Haberin ilk 2 cümlesini aynen aktarıyorum: ''Paris Moda Haftası'na dünyaca ünlü modacı Karl Lagerfeld'in eşcinsel evliliğine destek mesajı damgasını vurdu. Geçmiş yıllarda da eşcinsel erkeklerin evlenmesine destek verdğini gösteren çıkışlarda bulunan Lagerfeld, Paris'teki defilesinde ilk kez lezbiyenler için bir eylemde bulundu.''Ayrıca habere fotoğraf olarak da 'el ele tutuşan iki gelin' eklemeyi ihmal etmemişler
Homofobik biri kesinlikle değilim, hemcinsin ile beraber olman beni bağlamaz. İstersen git gergedan becer. Bir insanın gergedan becermesi muhtemelen seni de ilgilendirmiyor dimi şeker kamışım ama lavuğun biri çıkıp 'ben gergedanla seviştim hurraaa!' derse; haliyle bir çok kişiyi rahatsız eder, dikkatleri üzerine çeker.

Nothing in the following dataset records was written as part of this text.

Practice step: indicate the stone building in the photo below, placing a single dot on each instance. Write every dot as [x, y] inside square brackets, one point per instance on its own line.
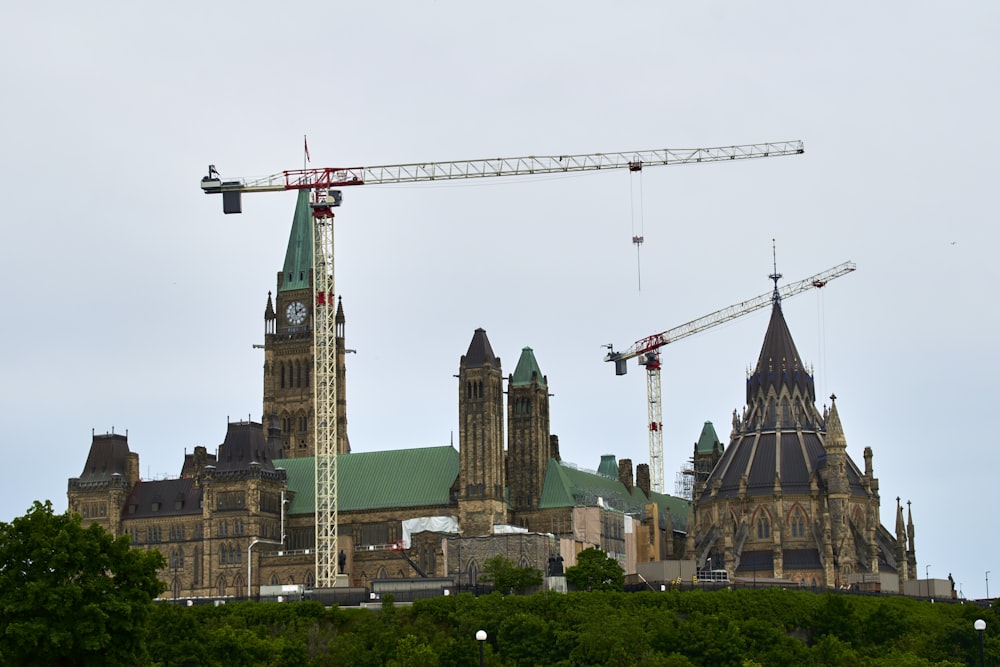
[243, 515]
[784, 500]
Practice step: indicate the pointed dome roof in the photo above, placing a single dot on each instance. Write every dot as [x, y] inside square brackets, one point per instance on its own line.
[480, 352]
[527, 370]
[298, 255]
[708, 440]
[779, 363]
[781, 436]
[608, 466]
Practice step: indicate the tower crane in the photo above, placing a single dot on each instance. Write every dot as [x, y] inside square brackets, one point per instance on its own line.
[323, 183]
[648, 352]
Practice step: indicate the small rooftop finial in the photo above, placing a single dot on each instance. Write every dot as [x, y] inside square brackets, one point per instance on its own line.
[776, 297]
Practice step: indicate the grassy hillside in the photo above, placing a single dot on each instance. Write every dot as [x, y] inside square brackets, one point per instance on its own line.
[739, 628]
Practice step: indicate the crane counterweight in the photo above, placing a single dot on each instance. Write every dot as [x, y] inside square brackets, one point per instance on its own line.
[323, 182]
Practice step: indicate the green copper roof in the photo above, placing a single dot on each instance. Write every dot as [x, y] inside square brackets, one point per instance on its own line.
[298, 256]
[527, 370]
[708, 439]
[376, 480]
[567, 486]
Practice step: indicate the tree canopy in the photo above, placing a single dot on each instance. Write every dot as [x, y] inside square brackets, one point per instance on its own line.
[596, 571]
[506, 576]
[71, 595]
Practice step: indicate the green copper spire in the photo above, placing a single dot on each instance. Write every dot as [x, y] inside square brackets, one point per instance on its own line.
[527, 369]
[298, 256]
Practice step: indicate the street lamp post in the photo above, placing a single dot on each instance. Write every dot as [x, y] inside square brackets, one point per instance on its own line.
[481, 638]
[980, 626]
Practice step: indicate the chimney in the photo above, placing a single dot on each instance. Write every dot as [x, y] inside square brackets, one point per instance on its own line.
[625, 473]
[554, 447]
[642, 478]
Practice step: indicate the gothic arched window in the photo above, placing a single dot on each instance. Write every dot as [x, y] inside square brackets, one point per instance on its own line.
[798, 524]
[763, 526]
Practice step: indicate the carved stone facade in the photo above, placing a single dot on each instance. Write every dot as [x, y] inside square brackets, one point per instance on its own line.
[785, 501]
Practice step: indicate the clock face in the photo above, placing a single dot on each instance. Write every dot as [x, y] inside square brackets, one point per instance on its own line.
[295, 313]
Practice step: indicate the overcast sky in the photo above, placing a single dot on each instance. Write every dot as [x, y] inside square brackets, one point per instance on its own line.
[133, 303]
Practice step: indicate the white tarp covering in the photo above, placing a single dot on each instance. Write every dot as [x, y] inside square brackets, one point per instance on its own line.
[507, 529]
[435, 524]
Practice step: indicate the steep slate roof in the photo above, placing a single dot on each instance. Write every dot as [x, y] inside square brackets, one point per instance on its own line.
[171, 497]
[244, 443]
[376, 480]
[568, 486]
[609, 466]
[779, 362]
[480, 352]
[108, 455]
[298, 256]
[758, 453]
[527, 370]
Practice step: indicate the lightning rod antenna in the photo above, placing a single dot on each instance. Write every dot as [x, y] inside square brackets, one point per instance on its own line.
[776, 296]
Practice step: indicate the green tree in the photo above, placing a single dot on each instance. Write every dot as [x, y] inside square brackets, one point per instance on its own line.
[506, 576]
[596, 571]
[71, 595]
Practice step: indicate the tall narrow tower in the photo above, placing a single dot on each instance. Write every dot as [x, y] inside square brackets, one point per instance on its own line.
[289, 338]
[481, 464]
[528, 446]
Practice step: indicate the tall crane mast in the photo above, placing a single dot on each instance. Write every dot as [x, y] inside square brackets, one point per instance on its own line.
[324, 182]
[648, 352]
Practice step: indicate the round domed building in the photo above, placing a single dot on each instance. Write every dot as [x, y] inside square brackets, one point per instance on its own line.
[784, 501]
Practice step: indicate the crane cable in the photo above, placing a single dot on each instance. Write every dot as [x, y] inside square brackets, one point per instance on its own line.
[637, 239]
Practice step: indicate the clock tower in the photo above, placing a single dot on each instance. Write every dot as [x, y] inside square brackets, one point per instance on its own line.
[288, 346]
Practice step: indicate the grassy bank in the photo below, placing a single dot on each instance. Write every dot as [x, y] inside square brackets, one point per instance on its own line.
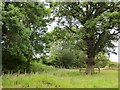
[63, 79]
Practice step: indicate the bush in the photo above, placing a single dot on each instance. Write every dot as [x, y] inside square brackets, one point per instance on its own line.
[39, 67]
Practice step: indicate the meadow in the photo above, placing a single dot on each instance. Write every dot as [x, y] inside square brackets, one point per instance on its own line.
[62, 78]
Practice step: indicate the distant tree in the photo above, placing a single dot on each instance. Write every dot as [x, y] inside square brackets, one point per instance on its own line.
[24, 26]
[97, 21]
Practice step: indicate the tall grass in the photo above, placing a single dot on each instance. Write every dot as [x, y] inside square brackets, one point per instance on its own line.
[62, 79]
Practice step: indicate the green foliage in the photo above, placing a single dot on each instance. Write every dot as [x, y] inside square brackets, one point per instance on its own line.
[24, 26]
[62, 79]
[38, 67]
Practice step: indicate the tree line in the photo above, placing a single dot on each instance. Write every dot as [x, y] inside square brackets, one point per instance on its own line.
[84, 33]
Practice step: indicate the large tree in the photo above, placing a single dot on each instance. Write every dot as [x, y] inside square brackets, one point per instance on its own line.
[23, 29]
[97, 25]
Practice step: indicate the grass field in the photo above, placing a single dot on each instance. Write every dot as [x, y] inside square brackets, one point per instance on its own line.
[62, 78]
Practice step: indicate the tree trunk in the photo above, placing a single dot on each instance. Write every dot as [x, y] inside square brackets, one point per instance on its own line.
[90, 65]
[28, 66]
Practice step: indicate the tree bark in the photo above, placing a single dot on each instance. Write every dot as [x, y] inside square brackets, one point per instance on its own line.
[90, 65]
[28, 66]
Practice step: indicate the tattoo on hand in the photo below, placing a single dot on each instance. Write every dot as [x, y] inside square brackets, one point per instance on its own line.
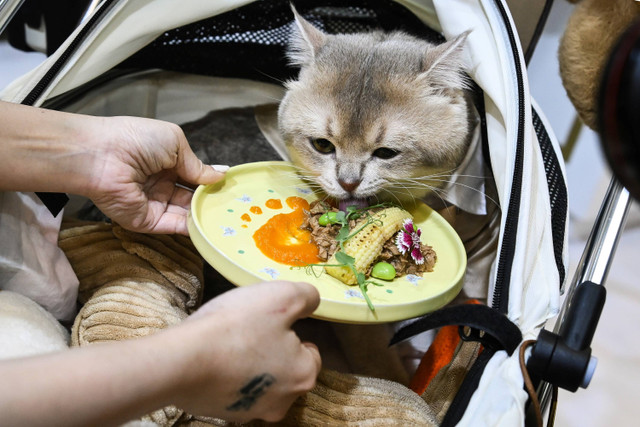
[251, 392]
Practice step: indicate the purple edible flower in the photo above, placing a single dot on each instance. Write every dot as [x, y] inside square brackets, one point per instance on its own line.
[408, 239]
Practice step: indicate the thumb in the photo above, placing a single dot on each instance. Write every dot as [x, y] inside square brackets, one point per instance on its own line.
[193, 171]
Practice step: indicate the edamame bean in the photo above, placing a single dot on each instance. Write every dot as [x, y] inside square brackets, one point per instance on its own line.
[383, 271]
[327, 218]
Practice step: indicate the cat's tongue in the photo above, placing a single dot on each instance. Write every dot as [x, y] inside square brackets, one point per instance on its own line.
[358, 203]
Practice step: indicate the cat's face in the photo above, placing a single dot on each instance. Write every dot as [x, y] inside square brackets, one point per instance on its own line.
[374, 115]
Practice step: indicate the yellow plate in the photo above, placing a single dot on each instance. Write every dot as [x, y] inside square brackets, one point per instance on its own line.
[225, 240]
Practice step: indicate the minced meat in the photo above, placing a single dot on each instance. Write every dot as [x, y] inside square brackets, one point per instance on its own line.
[325, 238]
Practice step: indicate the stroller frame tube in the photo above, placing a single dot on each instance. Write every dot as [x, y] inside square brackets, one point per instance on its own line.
[8, 8]
[596, 258]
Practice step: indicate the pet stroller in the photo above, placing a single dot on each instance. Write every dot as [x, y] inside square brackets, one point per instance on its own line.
[177, 62]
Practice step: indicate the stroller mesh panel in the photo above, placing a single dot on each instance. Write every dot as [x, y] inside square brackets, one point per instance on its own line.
[249, 42]
[557, 191]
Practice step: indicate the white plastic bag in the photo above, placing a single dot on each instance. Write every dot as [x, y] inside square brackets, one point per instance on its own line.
[31, 263]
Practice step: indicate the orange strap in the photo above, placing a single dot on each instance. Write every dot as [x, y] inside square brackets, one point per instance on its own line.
[439, 355]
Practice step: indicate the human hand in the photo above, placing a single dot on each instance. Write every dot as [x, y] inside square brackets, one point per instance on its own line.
[245, 361]
[136, 172]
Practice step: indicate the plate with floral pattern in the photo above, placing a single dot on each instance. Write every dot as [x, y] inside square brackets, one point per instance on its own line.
[225, 216]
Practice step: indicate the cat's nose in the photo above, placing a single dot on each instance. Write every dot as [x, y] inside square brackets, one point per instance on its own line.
[349, 186]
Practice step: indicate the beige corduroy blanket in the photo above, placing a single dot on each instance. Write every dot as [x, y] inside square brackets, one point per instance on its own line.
[134, 284]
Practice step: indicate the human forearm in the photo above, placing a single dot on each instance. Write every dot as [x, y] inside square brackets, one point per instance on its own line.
[46, 150]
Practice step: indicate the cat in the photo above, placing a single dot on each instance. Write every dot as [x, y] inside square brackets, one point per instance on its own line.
[375, 116]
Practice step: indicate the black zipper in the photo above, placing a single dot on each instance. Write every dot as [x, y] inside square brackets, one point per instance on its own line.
[503, 276]
[55, 202]
[507, 250]
[53, 71]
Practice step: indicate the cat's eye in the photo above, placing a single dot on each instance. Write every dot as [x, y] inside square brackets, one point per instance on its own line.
[322, 145]
[385, 153]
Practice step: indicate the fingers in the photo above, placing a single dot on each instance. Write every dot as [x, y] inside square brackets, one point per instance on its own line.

Bu adamların amacı; kıyıda köşede sessiz kalmış homoseksüellerin artık ezilmesini engellemek mi ? hiç sanmıyorum. Durumun ciddiyetini hala anlaşılmamış olsa da, adamların amacı 'AİLE KAVRAMINI BİTİRMEK.' (çok geniş bir konu olduğunu belirtmek isterim). Peki neden bunu yapmak istesinler ? sorunun cevabını bilgisayarıma kavuştuğum zaman itinayla verilecektir.

Beyinlerinize bişeyler ufak ufak yerleştirildi, yerleştirilmeye devam ediyor ay çiçeklerim. Walt Disney'in homoseksüel sübliminallerinden sonra, bu tarz 'sübliminalle alakası olmayan' fakat bize bir şeyler empoze etmeye çalışan olaylar aslında çok da şasırtmadı beni. 'Ben gergedanla seviştim hurraaa!' olayını bire bir bize yaşatan Lagerfeld'e şükranlarımı sunarım.

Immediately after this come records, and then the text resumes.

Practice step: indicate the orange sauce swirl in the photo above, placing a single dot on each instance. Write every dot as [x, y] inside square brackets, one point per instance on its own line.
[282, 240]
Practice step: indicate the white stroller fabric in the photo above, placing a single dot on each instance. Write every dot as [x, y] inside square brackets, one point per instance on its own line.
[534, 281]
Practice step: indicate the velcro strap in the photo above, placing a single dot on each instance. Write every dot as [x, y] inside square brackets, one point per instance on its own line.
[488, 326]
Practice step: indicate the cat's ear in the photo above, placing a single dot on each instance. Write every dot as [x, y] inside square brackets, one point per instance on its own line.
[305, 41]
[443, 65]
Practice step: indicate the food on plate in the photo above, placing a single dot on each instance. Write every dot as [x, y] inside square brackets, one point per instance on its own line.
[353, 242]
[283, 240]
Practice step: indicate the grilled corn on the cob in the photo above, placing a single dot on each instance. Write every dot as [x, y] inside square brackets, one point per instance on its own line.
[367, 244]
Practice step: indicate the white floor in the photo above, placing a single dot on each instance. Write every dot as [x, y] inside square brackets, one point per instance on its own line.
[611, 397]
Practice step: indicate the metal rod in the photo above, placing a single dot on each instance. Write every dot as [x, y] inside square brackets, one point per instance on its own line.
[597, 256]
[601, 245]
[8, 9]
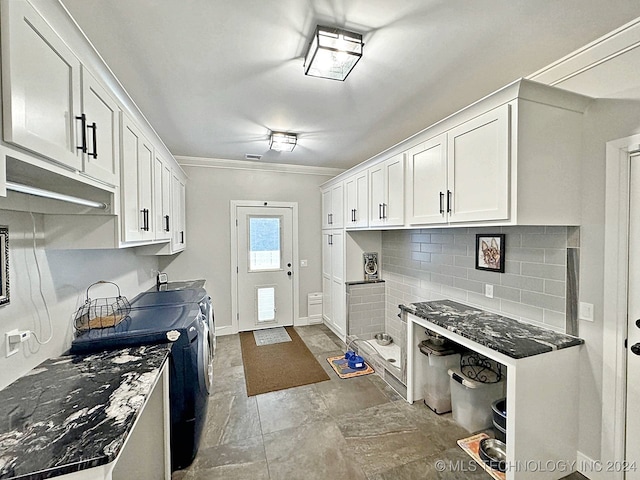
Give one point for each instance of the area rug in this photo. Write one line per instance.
(279, 366)
(340, 365)
(269, 336)
(471, 446)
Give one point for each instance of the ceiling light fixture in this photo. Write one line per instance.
(333, 52)
(283, 142)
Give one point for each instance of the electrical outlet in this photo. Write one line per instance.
(585, 311)
(488, 291)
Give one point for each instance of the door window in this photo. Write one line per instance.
(265, 242)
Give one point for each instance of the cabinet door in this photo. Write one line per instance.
(356, 201)
(161, 196)
(393, 205)
(326, 208)
(102, 159)
(478, 168)
(40, 86)
(136, 191)
(178, 213)
(337, 206)
(376, 195)
(427, 182)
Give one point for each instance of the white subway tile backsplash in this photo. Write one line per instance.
(430, 264)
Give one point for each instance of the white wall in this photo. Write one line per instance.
(65, 275)
(208, 254)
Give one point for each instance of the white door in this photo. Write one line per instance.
(265, 267)
(633, 341)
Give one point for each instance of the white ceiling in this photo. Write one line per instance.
(215, 76)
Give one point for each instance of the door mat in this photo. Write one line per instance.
(471, 446)
(341, 366)
(279, 366)
(269, 336)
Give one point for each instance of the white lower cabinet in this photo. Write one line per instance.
(333, 286)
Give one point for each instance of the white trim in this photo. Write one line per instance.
(234, 204)
(605, 48)
(616, 256)
(185, 161)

Ne var olum isteyen istediğiyle sevişir, sanane! diyenler için (her zaman olmuştur) bir kaç cümlem olucak. Sevgili kardeşim; olayı çok basit ve biraz düşündürücü bir örnekle anlatmak istiyorum. Düşün ki sen küçücük ufacıksın. Ailen seni terketmiş gitmiş (hala gitmediyse sanşlısın demektir). Evlat edinilmeye ihtiyacın var ve iki tane abi (ablada olabilir) gelip seni evlat ediniyorlar. Olayı fazla uzattım yine, neyse çakma da olsa o ailenin çocukları olmak ister misin ? Bunun mahalle baskısına nasıl katlanabilirsin amk (ülkemizde mahalle baskısından bahsetmeme gerek yok zaten ki Gevuristan'da da azımsanacak bir ölçüde olduğunu düşünmüyorum), ayrıca kendi içinde yaşacağın psikolojik savaş da cabası. Ben kendimi düşünüyorum da, intihar sebebi lan. Tabi olay bu kadar basit değil, benimkisi küçük bir örnekti.

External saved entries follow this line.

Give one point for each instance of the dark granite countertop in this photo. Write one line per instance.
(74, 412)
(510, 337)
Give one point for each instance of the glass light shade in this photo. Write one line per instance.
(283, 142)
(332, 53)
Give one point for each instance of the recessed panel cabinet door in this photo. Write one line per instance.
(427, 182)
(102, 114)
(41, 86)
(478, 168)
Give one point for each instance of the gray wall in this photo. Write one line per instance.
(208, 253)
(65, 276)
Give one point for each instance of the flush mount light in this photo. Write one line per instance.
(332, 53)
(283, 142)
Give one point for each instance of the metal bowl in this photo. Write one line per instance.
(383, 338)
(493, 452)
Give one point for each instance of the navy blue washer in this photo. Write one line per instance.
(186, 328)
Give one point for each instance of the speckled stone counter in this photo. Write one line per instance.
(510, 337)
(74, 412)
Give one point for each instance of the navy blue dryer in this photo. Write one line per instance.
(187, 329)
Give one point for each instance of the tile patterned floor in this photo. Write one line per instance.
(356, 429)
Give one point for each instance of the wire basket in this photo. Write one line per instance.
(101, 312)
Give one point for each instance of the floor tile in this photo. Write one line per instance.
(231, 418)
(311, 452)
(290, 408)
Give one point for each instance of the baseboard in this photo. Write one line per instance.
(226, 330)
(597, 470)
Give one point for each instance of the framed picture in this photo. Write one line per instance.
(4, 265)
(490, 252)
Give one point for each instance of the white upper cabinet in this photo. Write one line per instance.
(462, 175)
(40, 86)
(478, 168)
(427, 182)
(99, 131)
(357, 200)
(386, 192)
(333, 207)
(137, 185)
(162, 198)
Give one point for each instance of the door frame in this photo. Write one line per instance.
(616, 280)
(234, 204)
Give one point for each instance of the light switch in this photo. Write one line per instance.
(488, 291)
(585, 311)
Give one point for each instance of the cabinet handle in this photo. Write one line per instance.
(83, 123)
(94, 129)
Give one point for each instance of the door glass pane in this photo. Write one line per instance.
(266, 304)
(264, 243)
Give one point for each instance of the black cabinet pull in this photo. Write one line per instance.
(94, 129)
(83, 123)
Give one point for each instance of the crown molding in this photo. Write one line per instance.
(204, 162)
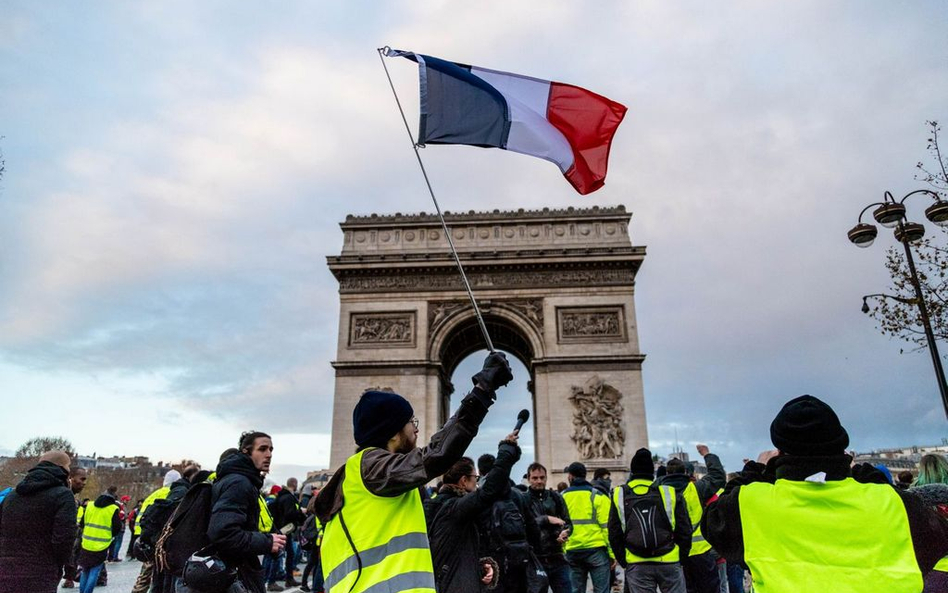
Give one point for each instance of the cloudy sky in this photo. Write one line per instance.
(176, 173)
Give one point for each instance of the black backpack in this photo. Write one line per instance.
(153, 521)
(508, 532)
(186, 532)
(648, 523)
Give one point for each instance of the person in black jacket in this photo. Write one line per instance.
(234, 527)
(452, 521)
(37, 528)
(552, 518)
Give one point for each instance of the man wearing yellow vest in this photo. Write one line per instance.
(649, 530)
(587, 549)
(101, 522)
(375, 535)
(808, 525)
(700, 567)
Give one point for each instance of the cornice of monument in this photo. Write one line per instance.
(519, 215)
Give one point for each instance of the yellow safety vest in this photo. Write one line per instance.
(376, 542)
(669, 498)
(698, 544)
(589, 513)
(265, 522)
(160, 494)
(840, 536)
(97, 528)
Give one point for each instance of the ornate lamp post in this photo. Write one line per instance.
(891, 214)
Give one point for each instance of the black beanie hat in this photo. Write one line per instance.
(642, 464)
(808, 426)
(379, 416)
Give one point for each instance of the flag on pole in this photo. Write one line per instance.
(562, 123)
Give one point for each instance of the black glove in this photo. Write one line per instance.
(496, 372)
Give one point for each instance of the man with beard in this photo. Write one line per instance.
(235, 527)
(376, 537)
(37, 528)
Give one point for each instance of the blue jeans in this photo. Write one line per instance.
(593, 562)
(88, 577)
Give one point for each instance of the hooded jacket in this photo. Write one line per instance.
(37, 531)
(452, 525)
(88, 558)
(235, 512)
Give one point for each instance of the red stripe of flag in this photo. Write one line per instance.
(589, 121)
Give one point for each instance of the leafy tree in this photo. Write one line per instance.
(39, 445)
(899, 317)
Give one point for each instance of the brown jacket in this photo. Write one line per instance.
(391, 474)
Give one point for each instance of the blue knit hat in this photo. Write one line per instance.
(379, 416)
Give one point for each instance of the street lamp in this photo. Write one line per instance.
(891, 214)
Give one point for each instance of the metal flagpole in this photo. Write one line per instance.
(444, 225)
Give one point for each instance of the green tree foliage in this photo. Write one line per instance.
(39, 445)
(901, 319)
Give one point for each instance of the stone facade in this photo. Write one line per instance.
(556, 290)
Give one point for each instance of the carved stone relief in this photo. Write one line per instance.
(486, 280)
(598, 431)
(590, 324)
(380, 330)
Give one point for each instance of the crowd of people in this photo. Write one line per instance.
(802, 517)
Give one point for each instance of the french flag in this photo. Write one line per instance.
(562, 123)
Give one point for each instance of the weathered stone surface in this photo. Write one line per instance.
(556, 290)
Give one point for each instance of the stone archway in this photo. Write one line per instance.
(556, 289)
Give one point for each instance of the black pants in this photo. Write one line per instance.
(701, 574)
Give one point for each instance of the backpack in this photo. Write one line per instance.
(647, 521)
(508, 532)
(186, 532)
(310, 534)
(153, 521)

Son dakka golü olarak not edilsin: Bunların yapanların diğer amacıda 'ülfete' sebeb olmaktır canlarım. Böyle vahim bir konuyu ne kadar bayağılaştırırsak, ne kadar normal gösterirsek ( ne kadar çok alışırsak o kadar çok normak gelir), o kadar karımıza (şapkalı) diye düşünmektediler!

24 Ocak 2013 Perşembe

Ülfet (alışkanlık)


Medya:

Kim kiminle sevişti ? (ünlü).
Kim kimi dağa kaldırdı ? (ünsüz)

Trafik kazaları, doğal afetler, cinnetler, tecavüzler(bu klasmanda tacizcilerde yer almaktadır), hayvanat bahçelerinde ikizleri doğan Panda Ri Ri'nin mutluluğu, şehit haberleri ve en önemlisi siyasilerin magazini(anahaber bülteni altında siyasilerin magazinsel hayatını izliyoruz her gün). Gündemden başlıklar hep bunlar, lan ama hep bunlar olum ya. Çok sıkıldım artık bunları duymaktan. Anahaberlerin artık replikleri bile var, kalıp haline gelmiş sürekli söylenen cümleler ve bunlar beni çok geriyor lan. Aklıma gelen bir kaç tanesini başlıklar halinde inceleme isteğine engel olamıyorum. Repliklerden başlıklar!:

Gözyaşları sel oldu aktı: Kaza maza olunca yada şehit haberleri; onların ailelerinin göz yaşı döktüklerini belirtmek için kullanılan cümlenin ta kendisi. Lan bi yerde kaza, yaralanma veya ölüm varsa elbette orda gözyaşıda olur. Neden izleyici kitlene geri zekalı muamelesi yapıp; 'Bak onlar öldü, aileside hüngür hüngür ağladı ühü.' şeklinde dramatizenin mına koyuyorsun. Bakın canım kardeşlerim zaten ülke olarak psikolojimiz alt üst olmuş durumda. Bu koduklarımda dramatize yaparak hergün beyninizi biraz daha zorluyor siz farkında olmadan daha çok yıpranıyorsunuz.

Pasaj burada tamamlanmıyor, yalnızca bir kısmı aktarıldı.